Source: Omaha World-Herald

By Joe Morton

Bird flu has taken a serious toll on the Iowa poultry sector, two producers from the state testified Tuesday.

“I am living the avian influenza nightmare,” turkey farmer Brad Moline of Manson told the Senate Agriculture Committee.

His family’s Moline Farms has already been forced to get rid of 56,000 turkeys, completely emptying its 12 growing barns.

Two-thirds of the farm’s annual income has been wiped out, leaving it to rely on indemnity payments from the U.S. Department of Agriculture, he testified.

Nationally, the disease has been confirmed in 21 states. Nine of those states, including Nebraska and Iowa, had bird flu identified in commercial operations. That has resulted in the destruction of 7.5 million turkeys and 42 million chickens, or 3 percent of the annual U.S. turkey production and about 10 percent of the nation’s egg-laying chicken population.

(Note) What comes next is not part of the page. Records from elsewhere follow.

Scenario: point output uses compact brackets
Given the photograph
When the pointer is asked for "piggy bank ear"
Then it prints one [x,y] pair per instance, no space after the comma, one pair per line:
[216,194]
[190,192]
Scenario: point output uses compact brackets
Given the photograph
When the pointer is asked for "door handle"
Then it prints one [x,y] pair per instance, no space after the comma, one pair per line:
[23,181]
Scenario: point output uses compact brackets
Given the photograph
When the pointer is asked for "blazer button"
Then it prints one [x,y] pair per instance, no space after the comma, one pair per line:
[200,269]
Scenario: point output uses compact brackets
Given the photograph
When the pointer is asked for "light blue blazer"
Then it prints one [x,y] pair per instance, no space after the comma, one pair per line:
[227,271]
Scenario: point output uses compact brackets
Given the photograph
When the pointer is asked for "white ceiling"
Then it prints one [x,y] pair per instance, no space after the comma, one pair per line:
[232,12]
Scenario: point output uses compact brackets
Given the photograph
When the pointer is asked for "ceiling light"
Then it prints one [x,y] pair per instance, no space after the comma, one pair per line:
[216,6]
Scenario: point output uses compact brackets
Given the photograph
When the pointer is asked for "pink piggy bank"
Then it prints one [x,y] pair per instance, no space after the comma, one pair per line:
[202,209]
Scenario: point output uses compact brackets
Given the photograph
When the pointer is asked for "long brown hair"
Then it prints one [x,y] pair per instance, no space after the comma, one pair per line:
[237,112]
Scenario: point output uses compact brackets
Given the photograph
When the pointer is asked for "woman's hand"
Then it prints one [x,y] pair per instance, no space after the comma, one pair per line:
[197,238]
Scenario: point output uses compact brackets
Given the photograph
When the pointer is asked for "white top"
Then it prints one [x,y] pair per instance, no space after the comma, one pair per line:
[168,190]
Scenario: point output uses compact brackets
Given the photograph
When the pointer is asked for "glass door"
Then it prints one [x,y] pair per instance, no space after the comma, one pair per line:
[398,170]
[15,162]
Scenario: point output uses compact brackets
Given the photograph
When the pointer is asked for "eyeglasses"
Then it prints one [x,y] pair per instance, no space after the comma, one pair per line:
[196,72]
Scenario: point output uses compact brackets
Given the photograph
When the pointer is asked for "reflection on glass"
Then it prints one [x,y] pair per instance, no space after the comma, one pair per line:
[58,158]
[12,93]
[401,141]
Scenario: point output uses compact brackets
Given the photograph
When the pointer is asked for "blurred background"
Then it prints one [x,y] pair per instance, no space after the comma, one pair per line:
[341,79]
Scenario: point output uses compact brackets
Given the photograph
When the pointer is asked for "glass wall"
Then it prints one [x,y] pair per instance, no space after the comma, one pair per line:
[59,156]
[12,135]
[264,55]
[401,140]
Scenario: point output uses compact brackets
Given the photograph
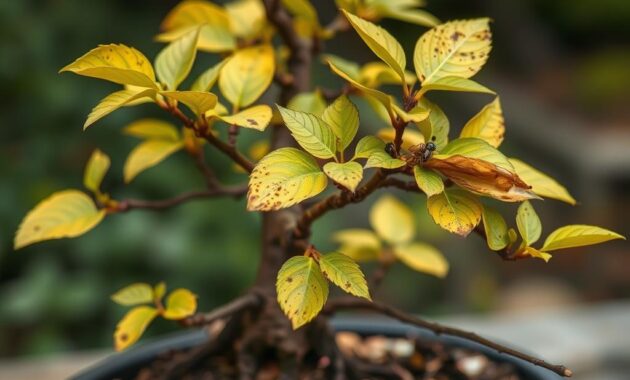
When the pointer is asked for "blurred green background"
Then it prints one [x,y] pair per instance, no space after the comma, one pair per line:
[561,68]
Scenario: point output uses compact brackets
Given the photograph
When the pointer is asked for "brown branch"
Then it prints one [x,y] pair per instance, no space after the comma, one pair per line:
[357,303]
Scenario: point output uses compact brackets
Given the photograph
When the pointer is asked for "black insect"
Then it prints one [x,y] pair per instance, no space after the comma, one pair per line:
[390,149]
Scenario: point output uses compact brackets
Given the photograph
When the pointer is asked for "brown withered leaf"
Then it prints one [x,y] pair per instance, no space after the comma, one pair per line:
[482,177]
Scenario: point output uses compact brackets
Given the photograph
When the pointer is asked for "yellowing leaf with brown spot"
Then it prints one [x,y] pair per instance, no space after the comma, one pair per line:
[134,294]
[423,258]
[347,174]
[383,44]
[392,220]
[148,154]
[455,210]
[578,235]
[528,223]
[199,102]
[302,290]
[342,271]
[95,170]
[215,27]
[116,63]
[132,326]
[152,129]
[358,244]
[181,303]
[283,178]
[496,229]
[541,183]
[114,101]
[428,181]
[65,214]
[457,48]
[256,117]
[247,74]
[487,125]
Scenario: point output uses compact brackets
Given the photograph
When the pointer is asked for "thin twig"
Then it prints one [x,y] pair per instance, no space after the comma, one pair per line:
[357,303]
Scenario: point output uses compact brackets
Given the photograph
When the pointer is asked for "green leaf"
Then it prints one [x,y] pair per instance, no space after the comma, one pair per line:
[422,258]
[148,154]
[174,62]
[343,118]
[455,210]
[152,129]
[428,181]
[65,214]
[134,294]
[342,271]
[392,220]
[458,48]
[311,132]
[541,183]
[95,171]
[578,235]
[132,326]
[496,229]
[284,177]
[347,174]
[528,223]
[247,74]
[487,125]
[116,63]
[383,44]
[302,290]
[114,101]
[181,303]
[367,146]
[380,159]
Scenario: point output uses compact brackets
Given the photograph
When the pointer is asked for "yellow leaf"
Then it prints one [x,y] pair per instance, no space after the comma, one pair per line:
[208,78]
[247,74]
[302,290]
[496,229]
[392,220]
[309,102]
[423,258]
[256,117]
[380,159]
[528,223]
[578,235]
[181,303]
[383,44]
[95,170]
[342,271]
[199,102]
[458,48]
[283,178]
[152,129]
[134,294]
[214,24]
[132,326]
[358,244]
[174,62]
[343,118]
[148,154]
[428,181]
[311,132]
[455,210]
[114,101]
[487,125]
[541,183]
[116,63]
[65,214]
[347,174]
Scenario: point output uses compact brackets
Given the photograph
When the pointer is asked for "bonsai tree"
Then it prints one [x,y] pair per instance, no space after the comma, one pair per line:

John Clifford, deputy administrator of veterinary services for the Animal and Plant Health Inspection Service, noted in his testimony Tuesday that new detections of the disease in Iowa and other states have slowed to a trickle.

“These are bright spots in the largest animal health emergency in our country’s history,” Clifford said.

Tuesday’s hearing was held at the urging of Sens. Chuck Grassley and Joni Ernst, both Iowa Republicans, to look at the origin of the outbreak and the government’s response to it.

James Dean is an egg farmer from Sioux Center, Iowa, and chairman of a trade organization that represents about 90 percent of egg producers in the country.

While witnesses and senators talked about beefing up biosecurity measures, Dean noted that the largest egg farm affected by the disease in Iowa had received a perfect score just two months earlier on a USDA biosecurity audit.

Asked about ideas for responding to future outbreaks, Dean said Congress should look at creating a program similar to crop insurance, which kicks in with payments to farmers when drought destroys a corn crop.

Producers have complained that the USDA response was slow at times. They say that the agency used contractors who were often either poorly trained or ill-informed and that miscommunication and complicated paperwork helped exacerbate the outbreak.

Clifford said the agency is taking steps to improve communication with affected producers in the future.

Ernst and Grassley said they hope the hearing highlighted areas for improvement that will make the federal response to the next outbreak more effective.

“This has had a horrible, horrible impact on Iowans,” Ernst said.